AI & Startup Law

What compliance does my AI product need in a regulated industry?

AI in regulated sectors layers AI-specific duties on existing law: HIPAA and Business Associate Agreements when a system touches protected health information, FCRA and ECOA adverse-action duties when a model drives a credit decline, and the FDA's medical-device framework. The FTC polices deceptive AI practices across sectors. Which regime applies turns on architecture — whether the system uses third-party APIs, trains on regulated data, or makes a consequential decision itself. Lysinski & Associates P.C. maps each product to its obligations.

What extra rules apply to AI in regulated sectors?

AI-specific duties layer on top of existing law — HIPAA and Business Associate Agreements for protected health information, FCRA and ECOA adverse-action requirements for credit decisions, and the FDA's framework for AI/ML-enabled medical devices.

The FTC also polices unfair or deceptive AI practices regardless of sector.

When does HIPAA apply to my AI health product?

When the system touches protected health information — and using a third-party AI API on that data generally requires a Business Associate Agreement.

The architecture — which services see the data — drives whether HIPAA attaches.

Can my AI model make automated credit decisions?

FCRA and ECOA adverse-action notice requirements attach when a model drives a decline — and whether the system 'makes' or merely 'assists' the decision is the key trigger.

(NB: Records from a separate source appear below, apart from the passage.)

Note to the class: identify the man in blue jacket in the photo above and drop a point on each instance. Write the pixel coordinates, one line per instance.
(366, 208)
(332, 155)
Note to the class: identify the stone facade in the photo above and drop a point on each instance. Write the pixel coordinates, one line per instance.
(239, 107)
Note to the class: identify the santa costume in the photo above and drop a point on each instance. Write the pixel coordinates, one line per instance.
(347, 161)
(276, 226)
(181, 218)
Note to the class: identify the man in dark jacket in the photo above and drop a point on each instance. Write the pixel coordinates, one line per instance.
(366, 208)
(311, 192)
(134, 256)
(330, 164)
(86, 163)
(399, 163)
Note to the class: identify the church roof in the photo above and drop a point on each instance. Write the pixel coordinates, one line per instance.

That assist-versus-decide line is technical before it is legal.

What does the FDA require for AI clinical decision support?

The FDA has a framework for AI/ML-enabled medical devices; whether your tool is regulated turns on what clinical role it plays. Verify the current FDA framework, which continues to evolve. In Illinois, the Wellness and Oversight for Psychological Resources Act (HB 1806, effective August 1, 2025) also restricts AI from providing therapy or psychotherapy services except for defined administrative support.

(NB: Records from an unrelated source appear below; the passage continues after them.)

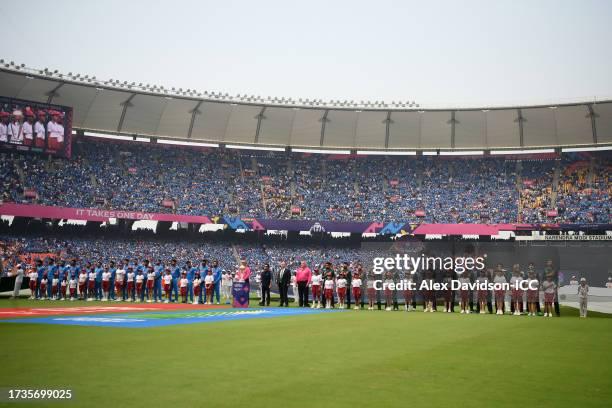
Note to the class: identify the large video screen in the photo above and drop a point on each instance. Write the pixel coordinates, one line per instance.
(36, 127)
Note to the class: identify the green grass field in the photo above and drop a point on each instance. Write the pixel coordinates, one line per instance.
(351, 359)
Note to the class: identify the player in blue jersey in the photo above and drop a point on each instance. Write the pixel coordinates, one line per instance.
(157, 285)
(203, 272)
(176, 276)
(40, 268)
(191, 270)
(113, 270)
(217, 274)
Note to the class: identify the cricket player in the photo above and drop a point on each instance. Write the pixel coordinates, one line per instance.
(191, 270)
(583, 295)
(55, 130)
(28, 128)
(217, 273)
(15, 128)
(40, 133)
(4, 126)
(176, 276)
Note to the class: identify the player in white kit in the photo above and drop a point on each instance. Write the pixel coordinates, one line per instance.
(315, 284)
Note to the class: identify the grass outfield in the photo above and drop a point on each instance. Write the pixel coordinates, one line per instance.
(350, 359)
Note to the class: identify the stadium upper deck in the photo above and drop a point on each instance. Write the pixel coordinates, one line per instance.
(137, 109)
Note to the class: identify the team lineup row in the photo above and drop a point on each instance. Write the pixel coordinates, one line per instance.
(203, 284)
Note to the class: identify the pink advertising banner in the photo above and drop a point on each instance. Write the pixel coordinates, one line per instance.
(92, 214)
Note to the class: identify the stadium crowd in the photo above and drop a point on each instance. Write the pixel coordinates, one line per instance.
(157, 178)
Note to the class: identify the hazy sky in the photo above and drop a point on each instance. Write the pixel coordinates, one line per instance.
(461, 52)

Mapping the data flows and decision points to the obligations is the work. See the compliance-map page.

How do I know which regime applies?

Usually it turns on architecture — whether the system uses third-party APIs, trains on regulated data, or makes a consequential decision itself.

Mapping the data flows and decision points to the obligations is the work. See the compliance-map page.

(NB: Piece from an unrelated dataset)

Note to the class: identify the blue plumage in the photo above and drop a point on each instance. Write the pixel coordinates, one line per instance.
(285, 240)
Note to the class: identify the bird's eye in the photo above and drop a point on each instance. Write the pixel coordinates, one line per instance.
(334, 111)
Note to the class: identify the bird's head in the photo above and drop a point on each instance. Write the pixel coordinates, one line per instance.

Talk to an attorney who builds AI

Your AI product is ready — but if it makes a call on a loan, a diagnosis, or a treatment without the right compliance architecture, the regulator arrives before your first customer. Book a regulatory-mapping session. (773) 777-9888.

For the firm’s related legal service, see AI governance frameworks.

(773) 777-9888 · info@lysinski.com ·

Frequently asked questions

Does my AI health startup need HIPAA compliance?

If your system touches protected health information, yes — and using a third-party AI API on that data generally requires a Business Associate Agreement with that vendor. Whether HIPAA attaches depends on which components see the PHI.

Can my AI lending model decline applicants automatically?

FCRA and ECOA adverse-action requirements attach when a model drives a decline, including notice and reason-code obligations. Whether the model 'makes' the decision or merely assists a human reviewer is the key legal trigger.

What FDA rules apply to AI clinical decision support?

The FDA regulates AI/ML-enabled medical devices under an evolving framework, and whether your tool is covered turns on its clinical role — informational support versus driving a diagnosis or treatment decision. Verify the current FDA approach for your specific product.

What does 'automated decision' mean legally?

It is the line between a system that assists a human who makes the call and one that effectively makes the decision itself. That distinction is the core trigger in lending and healthcare, and it depends on how the system is actually built and used.

Does the FTC regulate AI even without a sector-specific law?

Yes. The FTC polices unfair or deceptive AI practices under Section 5 regardless of sector, which can reach claims about accuracy, capability, or data use even where no industry-specific statute applies.

How do I map my product to its obligations?

Start from the architecture: what data the system uses, whether it relies on third-party APIs, and where it makes or assists a consequential decision. Those facts determine whether HIPAA, FCRA, ECOA, or FDA rules attach.